Su Majestad el Rey de los Paises Bajos, queriendo estrechar los vínculos de amistad que existen entre el Reino de los Paises Bajos y la República de los Estados Unidos de Colombia, y asegurar á las relaciones de comercio, tan felizmente establecidas entre las dos naciones, el desarrollo más ámplio que sea posible ; ha convenido, para conseguir ese objeto y para satisfacer el deseo expresado por el Gobierno de dicha República, en admitir Cónsules de Colombia en los principales puertos de las colonias neerlandesas, con la reserva, no obstante, de hacer esta concesion objeto de una convencion especial que determine de una manera clara y precisa los derechos, deberes é inmunidades de tales Cónsules en dichas colonias.

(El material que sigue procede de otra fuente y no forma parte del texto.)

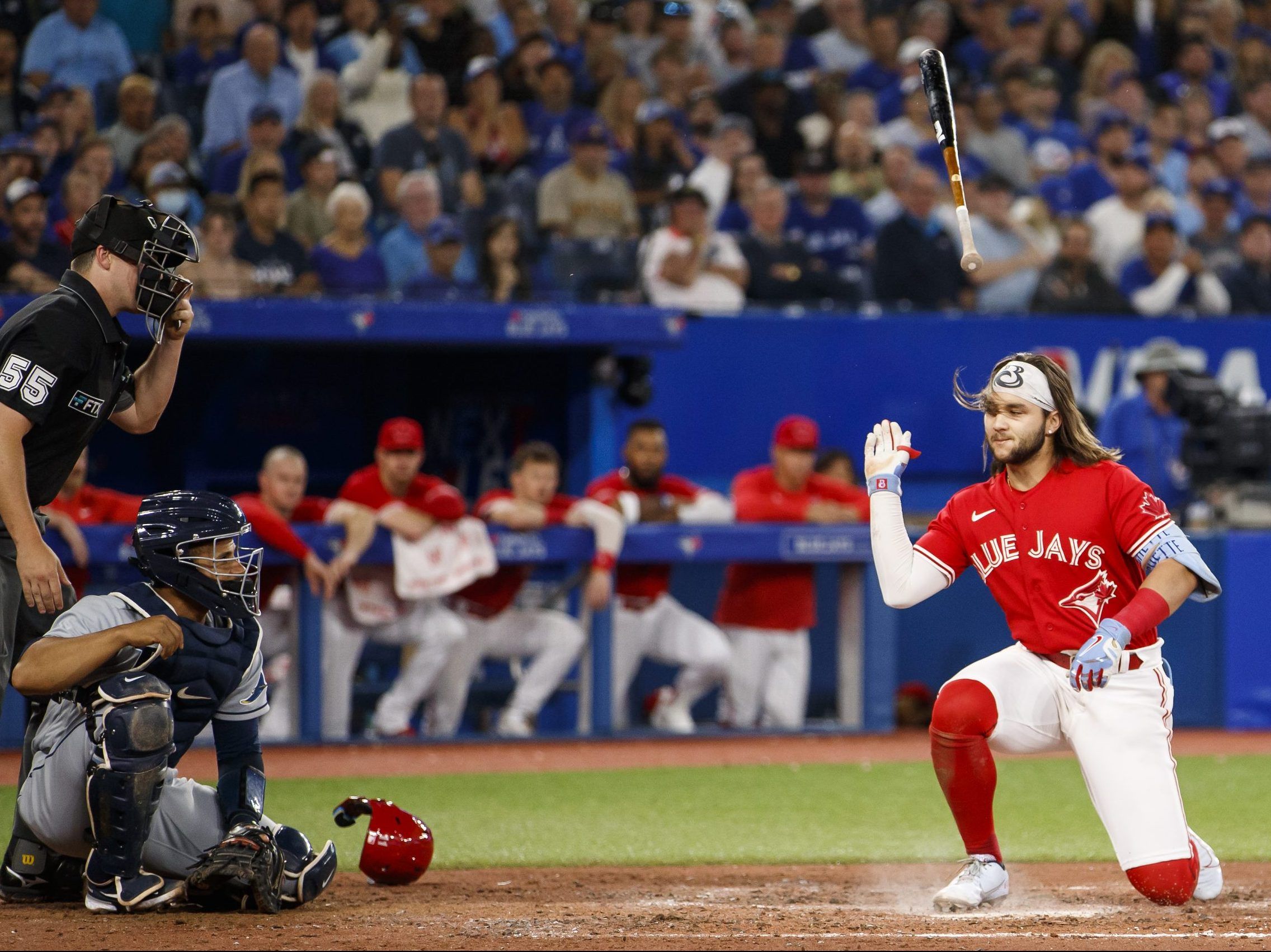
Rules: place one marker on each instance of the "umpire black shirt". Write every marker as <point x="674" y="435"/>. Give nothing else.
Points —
<point x="62" y="366"/>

A este efecto Su Majestad el Rey de los Paises Bajos ha nombrado al señor don Christoffel Godfried Frederik Hoyer su Cónsul general en Colombia ;
Y el Presidente de la República de los Estados Unidos de Colombia al señor doctor don Eduardo Salazar, quienes, despues de haberse comunicado recíprocamente sus plenos poderes y de haberlos hallado en buena y debida forma, han convenido en los articulos los siguientes :
Art. l.° En todos los puertos de las posesiones de ultramar ó colonias de los Paises Bajos que están abiertos á los buques de todos las naciones, se admitirán Cónsules generales, Cónsules, Vicecónsules y Agentes consulares colombianos.

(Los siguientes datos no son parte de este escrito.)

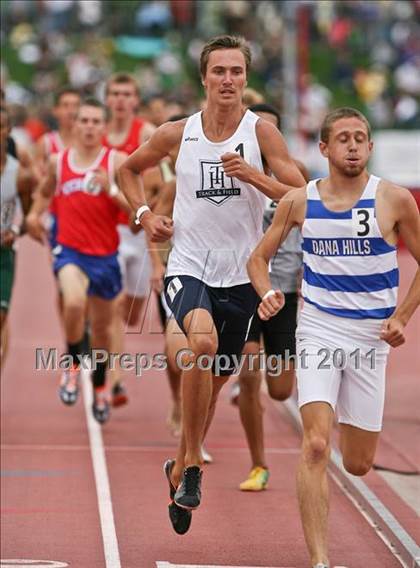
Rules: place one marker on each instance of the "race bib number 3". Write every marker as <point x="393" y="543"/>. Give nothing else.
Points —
<point x="362" y="222"/>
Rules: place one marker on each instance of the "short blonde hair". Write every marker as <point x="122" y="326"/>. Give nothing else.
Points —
<point x="337" y="114"/>
<point x="252" y="97"/>
<point x="224" y="42"/>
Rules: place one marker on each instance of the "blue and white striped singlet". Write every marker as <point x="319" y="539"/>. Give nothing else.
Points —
<point x="349" y="269"/>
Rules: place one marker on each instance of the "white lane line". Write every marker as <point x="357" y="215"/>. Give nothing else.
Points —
<point x="162" y="564"/>
<point x="32" y="563"/>
<point x="106" y="515"/>
<point x="137" y="448"/>
<point x="395" y="537"/>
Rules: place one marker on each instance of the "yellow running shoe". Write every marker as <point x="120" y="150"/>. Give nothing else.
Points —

Art. 2.° Los Cónsules generales, Cónsules, Vicecónsules y Agentes consulares colombianos se considerarán como Agentes comerciales protectores del comercio marítimo de sus nacionales en los puertos de la circunscripcion de su distrito consular.
Estarán sujetos á las leyes tanto civiles como criminales del pais donde residan, con las excepciones que la presente Convencion establece en su favor.
Art. 3.° Los Cónsules generales, Cónsules y Vicecónsules ántes de ser admitidos en el ejercicio de sus funciones y de gozar de las inmunidades á ellas anexas, deben exhibir sus letras de provision en debida forma al Gobierno de Su Majestad el Rey de los Paises Bajos.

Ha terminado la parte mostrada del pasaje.